Con i paramenti viola propri delle liturgie penitenziali, il Papa ha pronunciato un «mea culpa» collettivo. «Signore chiediamo perdono per l’indifferenza verso tanti fratelli e sorelle», «ti chiediamo perdono per coloro che con le loro decisioni a livello mondiale hanno creato situazioni che conducono a questi drammi». Il pastorale, l’altare, l’ambone e il calice della messa erano realizzati da un artista di Lampedusa dal legno delle barche di immigrati naufraghi.

L’INDIFFERENZA.

«Chi è il responsabile del sangue di questi fratelli e sorelle? Nessuno!

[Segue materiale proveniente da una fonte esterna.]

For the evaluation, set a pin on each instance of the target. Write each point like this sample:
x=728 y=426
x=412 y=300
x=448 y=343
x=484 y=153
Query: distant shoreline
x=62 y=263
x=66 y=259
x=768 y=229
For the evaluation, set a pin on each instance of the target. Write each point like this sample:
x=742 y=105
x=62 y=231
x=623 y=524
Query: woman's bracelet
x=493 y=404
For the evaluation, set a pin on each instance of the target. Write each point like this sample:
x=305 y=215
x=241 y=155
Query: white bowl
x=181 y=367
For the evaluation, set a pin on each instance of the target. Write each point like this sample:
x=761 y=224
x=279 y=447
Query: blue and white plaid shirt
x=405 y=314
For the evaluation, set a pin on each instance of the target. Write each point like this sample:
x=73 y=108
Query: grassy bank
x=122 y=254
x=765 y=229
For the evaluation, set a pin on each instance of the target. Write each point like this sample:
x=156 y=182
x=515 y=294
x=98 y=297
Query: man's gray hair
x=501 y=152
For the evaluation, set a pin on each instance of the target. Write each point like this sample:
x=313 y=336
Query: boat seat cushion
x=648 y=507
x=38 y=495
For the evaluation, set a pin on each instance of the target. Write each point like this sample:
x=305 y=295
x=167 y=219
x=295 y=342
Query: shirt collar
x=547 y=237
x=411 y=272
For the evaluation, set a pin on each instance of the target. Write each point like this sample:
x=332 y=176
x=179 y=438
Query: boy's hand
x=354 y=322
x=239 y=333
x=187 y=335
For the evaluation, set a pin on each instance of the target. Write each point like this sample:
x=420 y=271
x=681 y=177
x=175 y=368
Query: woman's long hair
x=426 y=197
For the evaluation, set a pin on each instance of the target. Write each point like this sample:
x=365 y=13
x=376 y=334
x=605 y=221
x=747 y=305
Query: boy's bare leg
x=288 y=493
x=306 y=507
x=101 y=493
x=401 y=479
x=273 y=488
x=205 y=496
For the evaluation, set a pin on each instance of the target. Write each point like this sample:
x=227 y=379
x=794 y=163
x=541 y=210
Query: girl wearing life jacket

Tutti noi rispondiamo così: non sono io, io non c’entro, saranno altri, non certo io». Il Papa ha pronunciato parole dure per «risvegliare le coscienze». «La cultura del benessere — ha detto — ci fa vivere in bolle di sapone che difendiamo seminando morte» come faceva Erode. «In questo mondo della globalizzazione siamo caduti nella globalizzazione dell’indifferenza» che — ha proseguito — citando il Manzoni, «ci rende tutti ‘innominati’, responsabili senza nome e senza volto». E ancora: «Chi ha pianto per la morte di questi fratelli e sorelle? La globalizzazione dell’indifferenza ci ha tolto la capacità di piangere!».

LA TENEREZZA.

Al termine della messa il Papa ha ringraziato i lampedusani «per il loro esempio di amore, di carità e di accoglienza» nonché per la loro “testimonianza e tenerezza». Un concetto riecheggiato su Twitter: «Dio ci giudicherà in base a come abbiamo trattato i più bisognosi». Con espressione dialettale ha salutato gli immigrati musulmani che stanno per iniziare il ramadan: «La Chiesa vi è vicina nella ricerca di una vita più dignitosa per voi e le vostre famiglie. A voi: o’scià!», che significa «mio respiro» ed è un saluto amichevole di Lampedusa.

LA PREGHIERA.

«Sono venuto qui per pregare, anche per coloro che non ci sono più». Oltre alle parole, Papa Bergoglio si è più volte raccolto in silenzio per commemorare gli immigrati morti in mare. Ha pregato la Madonna “stella del mare”, ha gettato in mare una corona di crisantemi. Ha salutato un gruppo di sopravvissuti assicurando loro le sue preghiere. La sua sola presenza è stato il messaggio più forte del viaggio.